Mammographic Density Measurements

To assess mammographic density, the craniocaudal views of both breasts were digitized at 261 μm/pixel with a Lumysis 85 laser film scanner, which covers a range of 0 to 4.0 absorbance. The software for computer-assisted thresholding was developed at the University of Toronto (28). The film screen images were digitized and viewed on the computer screen. For each image, the observer set one threshold level to define the edge of the breast and a second threshold delineating the dense area of the breast within the original threshold region. The Cumulus software calculated the total number of pixels within the entire region of interest and within the area identified as dense. Using these values, the software program calculated the percentage of the breast area that was dense. This measure of mammographic breast density was highly reproducible within this study. The within-person intraclass correlation coefficient is equal to 0.93 (29). We used the average percentage density of both breasts for this analysis. Previous studies have shown similar results when the breast density of a random side (right or left) or the average of the two are used (30). In this study, we also evaluated the association of sex hormones with the absolute area of mammographic density; however, because results were similar and percent breast density has consistently been a stronger predictor of breast cancer risk, we present the results of percent mammographic density only.

Covariate Information and Control of Confounding

Postmenopausal status and use of postmenopausal hormones at blood draw were assessed through a supplemental questionnaire administered at the time of blood collection. Women were considered postmenopausal if they reported no menstrual periods within the 12 months before blood collection with natural menopause, bilateral oophorectomy or hysterectomy with one or more ovaries retained, and were ≥54 years if a smoker or ≥56 years if a nonsmoker. These are the ages at which 90% of the Nurses' Health Study participants who had a natural menopause were postmenopausal.

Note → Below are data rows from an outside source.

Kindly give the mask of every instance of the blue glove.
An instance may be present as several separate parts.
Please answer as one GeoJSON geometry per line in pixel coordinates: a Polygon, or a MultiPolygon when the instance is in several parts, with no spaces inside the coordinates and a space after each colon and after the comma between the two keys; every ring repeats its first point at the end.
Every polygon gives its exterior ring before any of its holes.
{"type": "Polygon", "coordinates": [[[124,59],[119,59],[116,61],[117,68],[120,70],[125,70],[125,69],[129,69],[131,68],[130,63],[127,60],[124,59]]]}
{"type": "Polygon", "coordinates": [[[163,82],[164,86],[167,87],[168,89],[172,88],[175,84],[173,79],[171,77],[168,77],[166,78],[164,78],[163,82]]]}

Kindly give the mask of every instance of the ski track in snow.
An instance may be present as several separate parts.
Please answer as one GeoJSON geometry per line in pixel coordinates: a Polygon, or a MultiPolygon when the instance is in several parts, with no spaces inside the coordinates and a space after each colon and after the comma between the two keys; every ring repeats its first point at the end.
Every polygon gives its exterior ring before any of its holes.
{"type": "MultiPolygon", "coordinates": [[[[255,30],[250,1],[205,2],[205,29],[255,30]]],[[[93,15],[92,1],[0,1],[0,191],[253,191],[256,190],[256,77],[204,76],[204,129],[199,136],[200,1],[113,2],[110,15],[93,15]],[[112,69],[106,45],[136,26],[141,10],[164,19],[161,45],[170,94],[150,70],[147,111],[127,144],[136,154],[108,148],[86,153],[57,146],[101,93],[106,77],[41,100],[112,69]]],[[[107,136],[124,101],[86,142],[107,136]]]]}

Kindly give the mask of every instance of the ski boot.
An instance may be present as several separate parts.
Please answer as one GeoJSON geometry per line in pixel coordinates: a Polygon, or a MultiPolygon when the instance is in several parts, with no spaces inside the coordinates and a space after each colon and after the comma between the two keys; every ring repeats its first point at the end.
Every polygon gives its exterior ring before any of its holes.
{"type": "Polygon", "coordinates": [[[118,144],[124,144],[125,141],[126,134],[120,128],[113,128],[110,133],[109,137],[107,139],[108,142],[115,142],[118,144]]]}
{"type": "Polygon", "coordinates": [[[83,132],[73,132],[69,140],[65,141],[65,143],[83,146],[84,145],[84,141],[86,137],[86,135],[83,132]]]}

Menopausal status and postmenopausal hormone use at the time of the mammogram was assessed using data from biennial questionnaires before the date of the mammogram. All other covariates were assessed from biennial questionnaires before the blood collection. Age at mammography, BMI, alcohol consumption, smoking status, family history of breast cancer, personal history of benign breast disease, age at menarche, parity, age at first birth, alcohol consumption, use of postmenopausal hormones, and age at menopause were all evaluated as potential predictors of mammographic density. Covariates were considered potential confounders if there was a priori evidence in the published literature that the factor was related to both circulating hormone levels and mammographic percentage density.

Statistical Analysis

Age-adjusted means and frequencies were calculated according to previously published categories of mammographic density among postmenopausal women (<10%, 10-25%, and >25%). Partial Spearman correlations were calculated between BMI and circulating hormones and mammographic density was adjusted for age and laboratory batch.

There were some differences in the distribution of hormone concentrations between laboratory batches. The quality control samples included in each batch showed variability similar to that of the control samples, suggesting that these differences are due to batch-to-batch variability and are not true differences in concentrations. Therefore, we created quartiles of hormones based on batch-specific cut points and controlled for batch in all analyses with continuous hormone measures.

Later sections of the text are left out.